L’Italia riempie il medagliere tra nuoto e atletica: Quadarella, Martinenghi e Battocletti in oro

L’Italia ha raccolto una giornata di risultati pesanti tra Parigi e Birmingham, con medaglie, finali conquistate e una doppietta azzurra sul podio nell’atletica. In vasca, Simona Quadarella e Nicolò Martinenghi hanno aperto il conto dei successi, mentre in pista Nadia Battocletti ha confermato il titolo europeo nei 5000 metri.

Quadarella ha dominato gli 800 stile libero in 8’15″55, firmando il quarto titolo continentale sulla distanza, il nono oro europeo in carriera e l’undicesima medaglia complessiva agli Europei. L’azzurra ha tenuto sotto controllo la gara nella prima metà e ha allungato dopo i 400 metri, riuscendo a staccare Isabel Gose, argento per la Germania, mentre il bronzo è finito a Maya Werner. Dopo l’arrivo, la nuotatrice ha spiegato di aver scelto il momento giusto per cambiare passo e ha espresso la propria gioia per il successo davanti ai genitori; ha aggiunto che parte della famiglia sarà presente anche per la finale dei 1500.

Nei 100 rana è arrivato un altro oro per la squadra italiana grazie a Martinenghi, primo in 58″58 davanti al russo neutrale Ivan Kozhakin, secondo in 58″68, e a Simone Cerasuolo, terzo in 58″90. Il campione azzurro ha definito la stagione un anno difficile, ha ammesso di aver pensato al ritiro e ha raccontato una prova vissuta con cuore e desiderio di riscatto, dicendo di aver sentito in acqua di essere il più forte. Cerasuolo, che ha chiuso sul podio, ha riferito di aver nuotato senza paura e di essersi battuto con grande determinazione, prendendo esempio proprio da Martinenghi.

La stessa sessione ha portato anche il bronzo di Sara Curtis nei 100 stile libero, chiusi in 52″72 e separati di un solo centesimo dall’argento della neerlandese Milou van Wijk. Il titolo è andato a Marrit Steenbergen in 51″90. Thomas Ceccon, invece, ha terminato quarto i 50 farfalla in 22″72, a quattro centesimi dal bronzo del neutrale Grigori Pekarski; l’oro è andato al russo Egor Kornev davanti al francese Maxime Grousset. Per Ceccon è comunque arrivata la qualificazione alla finale dei 200 dorso, chiusa con il terzo tempo della sua semifinale in 1’55″86. In finale dei 100 rana sono entrate anche Benedetta Pilato e Lisa Angiolini.

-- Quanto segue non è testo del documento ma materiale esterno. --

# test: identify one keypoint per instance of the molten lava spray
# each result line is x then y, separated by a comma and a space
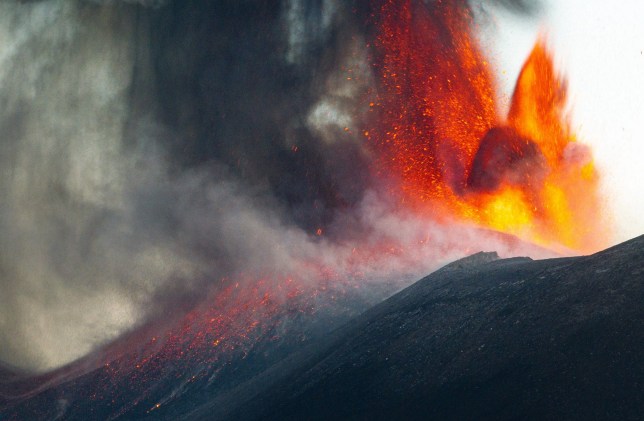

Tra i passaggi più rilevanti della giornata c’è stata anche la qualificazione dell’Italia completa nella finale del salto in alto, descritta come una prima volta per gli azzurri in un Europeo. Gianmarco Tamberi, Matteo Sioli, Edoardo Stronati e Christian Falocchi hanno superato il turno, anche se Tamberi non si è detto soddisfatto della qualità dei propri salti.

A Birmingham, Battocletti ha poi difeso il titolo dei 5000 metri in 15’37″84, completando una doppietta italiana sul podio grazie al bronzo di Micol Majori. L’azzurra ha raccontato di aver attraversato un percorso complicato dopo la delusione di Roma, ma di essere arrivata al traguardo con grande emozione. Majori ha invece spiegato di aver temuto il finale e di aver realizzato un sogno.

La stessa rassegna ha registrato anche l’uscita di scena di Marcell Jacobs nella finale dei 100 metri: il velocista si è fermato dopo pochi secondi per un problema muscolare all’adduttore, avvertito già nel riscaldamento. Jacobs ha raccontato di aver provato comunque a correre nonostante un fastidio importante, rinunciando così alla possibilità di inseguire il terzo oro consecutivo.